Gemma 4 Just Made My 3090 Three Times Faster
I ran Gemma 4 on my own RTX 3090 today. Three times faster than Qwen 3.6 on the same hardware, same build. The numbers below, plus the flag combination that almost broke my bench.
Gemma 4 Hit 3.10x Faster on My RTX 3090
Same RTX 3090, same llama.cpp mainline build, same bench script. Gemma 4 26B-A4B Q4_K_XL: 128 tok/s. Qwen 3.6-27B Q4_K_M: 41 tok/s. Both fit in roughly 17 GB VRAM. Same Q4 quant tier. Same nine prompts from am17an's gist bench. Speedup: 3.10x.
The architectural reason holds up under inspection. Qwen 3.6-27B is dense -- every token uses all 27B params for the forward pass. Gemma 4 26B-A4B activates 8 of 128 experts per token, plus shared layers. Effective active params per decode step is far less than the total 26B. The 3090 is bandwidth-bound on decode -- less weight moved per token directly buys more tokens per second. Total VRAM is similar because all experts must live in memory; only a fraction get used each step.
The catch: Gemma 4 forces a reasoning trace by default. Output goes to the reasoning_content field, so the bench script reads zero. The fix is --jinja plus --chat-template-kwargs '{"enable_thinking":false}'. Miss that combination and you'll spend an hour wondering why generation looks broken. The load log will still print thinking = 1 -- cosmetic bug, output is correct.
Practical takeaway: if you're on a 3090 and want speed, Gemma 4 is the new pick. If you want simpler ergonomics with no flag dance, Qwen 3.6 is still rock-solid. The full bench -- all nine prompts, both models same day -- lives in the article.
📖 The full firsthand bench is here.
DFlash vs MTP: I Tested Both on the Same 3090
Two speculative decoding methods for local inference, both shipping the same week. DFlash uses an external draft model plus tree verification; MTP uses extra layers baked into the same checkpoint. Both run on a single RTX 3090. Both speed up Qwen 3.6-27B Q4_K_M decode. Neither wins cleanly.
The numbers: DFlash 2.56x. MTP 1.50x. Same hardware, different prompt suites — DFlash on the LuceOrg academic benches (HumanEval, GSM8K, Math500), MTP on am17an's mixed-prompt gist. Treat as directional, not apples-to-apples. The full methodology caveats are in the article.

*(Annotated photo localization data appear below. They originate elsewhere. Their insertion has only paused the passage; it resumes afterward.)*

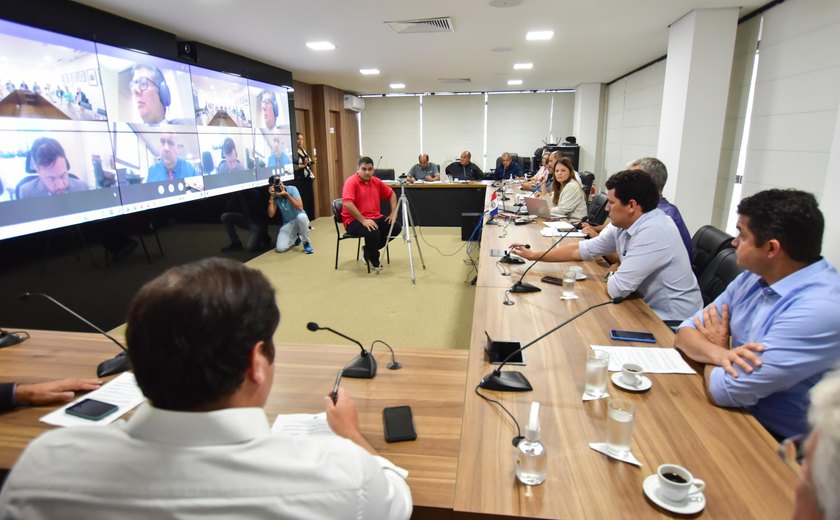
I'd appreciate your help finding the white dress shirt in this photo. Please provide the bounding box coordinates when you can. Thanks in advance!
[578,209,702,321]
[0,403,412,520]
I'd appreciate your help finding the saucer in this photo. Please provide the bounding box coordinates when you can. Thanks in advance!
[576,273,587,280]
[611,372,652,392]
[643,474,705,514]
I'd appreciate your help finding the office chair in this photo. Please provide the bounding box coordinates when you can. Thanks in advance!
[373,168,395,180]
[586,192,609,226]
[332,198,368,272]
[201,151,215,175]
[579,172,595,202]
[691,225,734,278]
[698,248,743,306]
[92,157,115,188]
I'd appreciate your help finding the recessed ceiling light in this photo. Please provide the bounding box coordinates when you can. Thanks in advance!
[508,79,523,86]
[306,41,335,51]
[526,30,554,41]
[360,69,380,75]
[513,63,533,70]
[390,83,406,89]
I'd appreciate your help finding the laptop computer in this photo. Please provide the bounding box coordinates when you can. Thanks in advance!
[524,196,551,219]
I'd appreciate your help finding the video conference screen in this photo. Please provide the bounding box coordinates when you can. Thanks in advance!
[0,18,293,240]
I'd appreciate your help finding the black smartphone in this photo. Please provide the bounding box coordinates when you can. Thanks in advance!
[609,329,657,343]
[383,405,417,443]
[329,369,342,404]
[65,398,119,421]
[541,275,564,286]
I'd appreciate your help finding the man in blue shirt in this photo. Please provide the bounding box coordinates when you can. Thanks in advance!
[146,132,198,183]
[675,189,840,439]
[493,152,522,181]
[267,176,312,254]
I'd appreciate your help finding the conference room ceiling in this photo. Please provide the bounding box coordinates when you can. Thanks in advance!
[76,0,766,95]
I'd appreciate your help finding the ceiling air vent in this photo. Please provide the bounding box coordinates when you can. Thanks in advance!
[385,17,454,34]
[438,78,472,84]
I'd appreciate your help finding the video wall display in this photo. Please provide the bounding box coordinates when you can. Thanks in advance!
[0,18,293,240]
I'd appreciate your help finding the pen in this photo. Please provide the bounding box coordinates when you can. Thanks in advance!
[330,369,343,404]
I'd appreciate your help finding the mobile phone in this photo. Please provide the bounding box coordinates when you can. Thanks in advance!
[541,275,564,286]
[609,329,657,343]
[383,405,417,443]
[329,369,342,404]
[65,398,119,421]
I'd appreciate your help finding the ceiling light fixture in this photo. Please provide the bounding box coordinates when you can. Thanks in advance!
[508,79,523,86]
[513,63,533,70]
[390,83,406,89]
[360,69,380,75]
[306,41,335,51]
[526,30,554,41]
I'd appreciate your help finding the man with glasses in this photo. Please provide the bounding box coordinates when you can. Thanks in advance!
[130,64,170,125]
[341,156,399,272]
[675,189,840,440]
[146,132,197,183]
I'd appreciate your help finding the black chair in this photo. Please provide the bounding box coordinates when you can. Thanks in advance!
[691,225,734,278]
[586,192,609,226]
[201,151,215,175]
[92,157,115,188]
[373,169,395,180]
[579,171,595,202]
[698,248,743,306]
[332,198,368,272]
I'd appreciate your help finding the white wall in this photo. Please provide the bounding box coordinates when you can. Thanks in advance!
[603,61,666,179]
[487,92,573,166]
[359,96,420,174]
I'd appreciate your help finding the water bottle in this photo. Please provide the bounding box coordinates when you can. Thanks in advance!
[515,401,546,485]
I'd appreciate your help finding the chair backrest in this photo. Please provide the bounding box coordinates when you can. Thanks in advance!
[579,171,595,199]
[201,151,215,174]
[373,168,395,180]
[691,225,734,277]
[587,192,609,225]
[698,248,744,306]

Where DFlash wins: raw decode speedup, mature 3.5 draft. Where MTP wins: single GGUF, mainline llama.cpp, no fork required. The composition experiment -- MTP draft tokens fed into DDTree verification -- is the obvious next bench. Nobody has built it yet.
📖 The full head-to-head with methodology caveats is here.
The Gemma 4 Launch Wave
Today's r/LocalLLaMA had three Gemma 4 reproductions in the top 20. Score-16: Gemma 4 26B at 600 tok/s on a single RTX 5090. Score-14: Qwen 3.6 35B-A3B hype thread (still kicking). Score-12: MTP for Gemma 4 in llama.cpp, ~40% additional speedup on top of the base numbers. Score-8: NVFP4 GGUFs shipping for Blackwell -- reportedly smaller than Q4_K_M with comparable quality.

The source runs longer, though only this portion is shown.